Publication year - 2018
Publication title -
journal of neuroendocrinology
Language(s) - English
Resource type - Journals
SCImago Journal Rank - 1.062
H-Index - 116
eISSN - 1365-2826
pISSN - 0953-8194
DOI - 10.1111/jne.12605
Subject(s) - purinergic receptor , ppads , extracellular , vasopressin , medicine , endocrinology , calcium , p2 receptor , chemistry , receptor , sodium , receptor antagonist , antagonist , biology , biochemistry , organic chemistry
ATP receptors (P2X2, P2X3, P2X4 and P2X7) are found in neurohypophysial terminals ( NHTs ). These purinergic receptor subtypes are known to be cation selective. In the present study, we confirm that both sodium (Na + ) and calcium (Ca 2+ ) are permeable through these NHT purinergic receptors, although to varying degrees (91% vs 9%, respectively). Furthermore, extracellular calcium inhibits the ATP ‐current magnitude. Thus, the present study aimed to determine the effects of extracellular Na + vs Ca 2+ on ATP ‐induced vasopressin ( AVP ) release from populations of rat isolated NHTs . ATP (200 μmol L ‐1 ) perfused exogenously for 2 minutes in Normal Locke's buffer caused an initial transient increase in AVP release followed by a sustained increase in AVP release that lasted for the duration of the ATP exposure. Replacing extracellular NaCl with N‐methyl‐ d ‐glucamine chloride had no apparent effect on the ATP ‐induced transient increase in AVP release, although it abolished the sustained AVP release induced by ATP . Furthermore, removal of extracellular calcium resulted in no ATP ‐induced transient increase in AVP release but had no effect on the delayed, sustained increase in AVP release.
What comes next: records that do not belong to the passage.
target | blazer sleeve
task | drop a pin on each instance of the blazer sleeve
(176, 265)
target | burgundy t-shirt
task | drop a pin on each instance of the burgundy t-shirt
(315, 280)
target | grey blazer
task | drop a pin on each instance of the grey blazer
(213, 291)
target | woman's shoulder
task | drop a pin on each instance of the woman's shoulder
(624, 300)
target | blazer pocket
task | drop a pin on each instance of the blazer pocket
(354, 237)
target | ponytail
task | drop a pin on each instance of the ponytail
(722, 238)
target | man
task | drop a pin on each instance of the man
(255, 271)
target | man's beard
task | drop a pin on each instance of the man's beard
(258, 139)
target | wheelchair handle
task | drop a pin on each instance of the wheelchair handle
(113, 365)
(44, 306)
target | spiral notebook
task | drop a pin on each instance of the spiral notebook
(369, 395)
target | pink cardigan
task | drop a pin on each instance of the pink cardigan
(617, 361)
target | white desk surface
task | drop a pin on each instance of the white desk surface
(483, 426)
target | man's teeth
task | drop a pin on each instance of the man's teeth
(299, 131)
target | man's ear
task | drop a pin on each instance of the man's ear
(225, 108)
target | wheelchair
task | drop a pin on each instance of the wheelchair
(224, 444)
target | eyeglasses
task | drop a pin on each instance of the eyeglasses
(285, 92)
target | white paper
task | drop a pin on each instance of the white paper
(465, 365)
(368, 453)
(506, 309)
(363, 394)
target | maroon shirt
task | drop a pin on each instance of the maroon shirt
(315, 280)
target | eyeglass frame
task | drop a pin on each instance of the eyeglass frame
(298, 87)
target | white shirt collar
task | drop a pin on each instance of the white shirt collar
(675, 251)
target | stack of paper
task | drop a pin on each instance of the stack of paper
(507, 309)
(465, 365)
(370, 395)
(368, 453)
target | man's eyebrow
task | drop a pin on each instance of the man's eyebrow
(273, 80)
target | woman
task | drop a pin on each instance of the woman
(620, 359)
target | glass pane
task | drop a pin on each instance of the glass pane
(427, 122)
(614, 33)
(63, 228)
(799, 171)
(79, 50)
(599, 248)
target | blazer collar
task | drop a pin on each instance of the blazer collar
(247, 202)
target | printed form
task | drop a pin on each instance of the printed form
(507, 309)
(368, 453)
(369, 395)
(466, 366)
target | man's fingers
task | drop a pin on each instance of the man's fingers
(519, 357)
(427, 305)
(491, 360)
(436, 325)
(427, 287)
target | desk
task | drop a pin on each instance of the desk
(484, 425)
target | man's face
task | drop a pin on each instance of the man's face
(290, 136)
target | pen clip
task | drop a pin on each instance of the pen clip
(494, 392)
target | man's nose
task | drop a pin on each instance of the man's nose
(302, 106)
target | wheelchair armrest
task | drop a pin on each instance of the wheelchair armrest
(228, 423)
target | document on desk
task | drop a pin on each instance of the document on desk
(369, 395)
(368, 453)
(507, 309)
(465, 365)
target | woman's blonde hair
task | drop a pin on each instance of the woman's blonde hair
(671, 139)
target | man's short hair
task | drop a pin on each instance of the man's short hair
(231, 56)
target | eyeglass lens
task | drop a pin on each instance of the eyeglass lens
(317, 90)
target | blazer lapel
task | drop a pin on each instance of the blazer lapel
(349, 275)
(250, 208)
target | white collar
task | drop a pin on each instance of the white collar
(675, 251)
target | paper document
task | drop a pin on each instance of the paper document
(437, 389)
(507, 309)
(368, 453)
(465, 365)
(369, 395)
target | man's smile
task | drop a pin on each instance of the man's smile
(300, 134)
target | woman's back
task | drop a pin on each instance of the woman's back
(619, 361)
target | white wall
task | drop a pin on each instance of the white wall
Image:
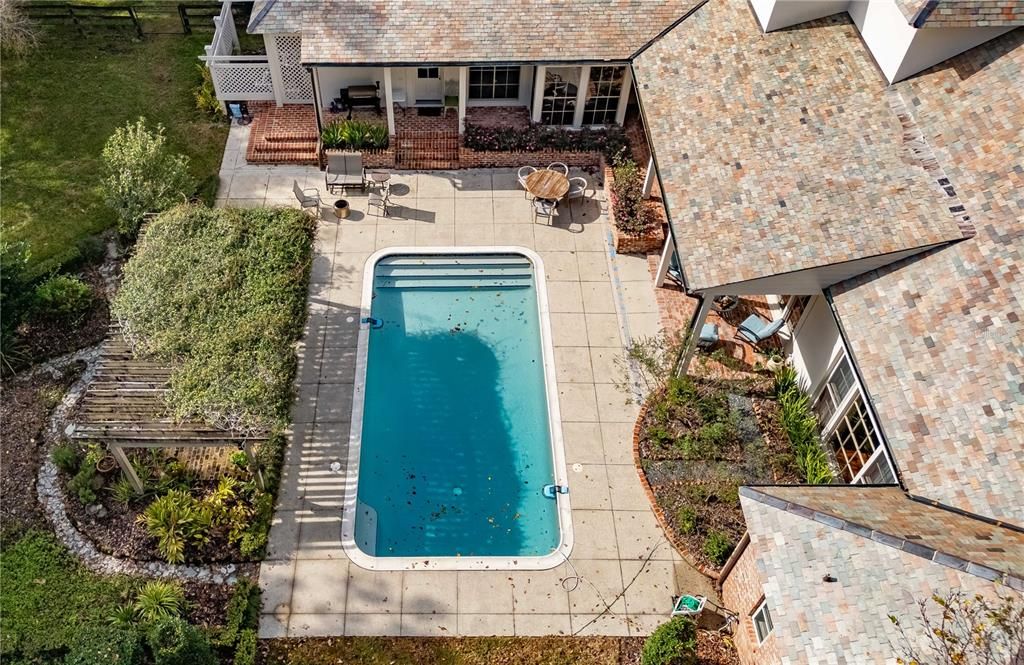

The ATP ‐induced calcium‐dependent transient increase in AVP release was inhibited by >95% using 10 μmol L ‐1 of the P2X purinergic receptor antagonist PPADS (pyridoxal‐phosphate‐6‐azophenyl‐2,4‐disulphonic acid), which is a dose sufficient to block P2X2 and P2X3 receptors but not P2X4 or P2X7 receptors. Interestingly, the ATP ‐induced calcium‐independent, sodium‐dependent sustained increase in AVP release was not affected by 10 μmol L ‐1 PPADS . The ATP ‐induced calcium‐dependent transient increase in AVP release was not affected by the P2X7 receptor antagonist Brilliant Blue‐G (100 nmol L ‐1 ). However, the ATP ‐induced sodium‐dependent sustained AVP release was inhibited by 50%. Therefore, these results show that rat isolated NHTs exhibit a biphasic response to exogenous ATP that is differentially‐dependent on extracellular calcium and sodium. Furthermore, the initial transient release appears to be through P2X2 and/or P2X3 receptors and the sustained release is through a P2X7 receptor.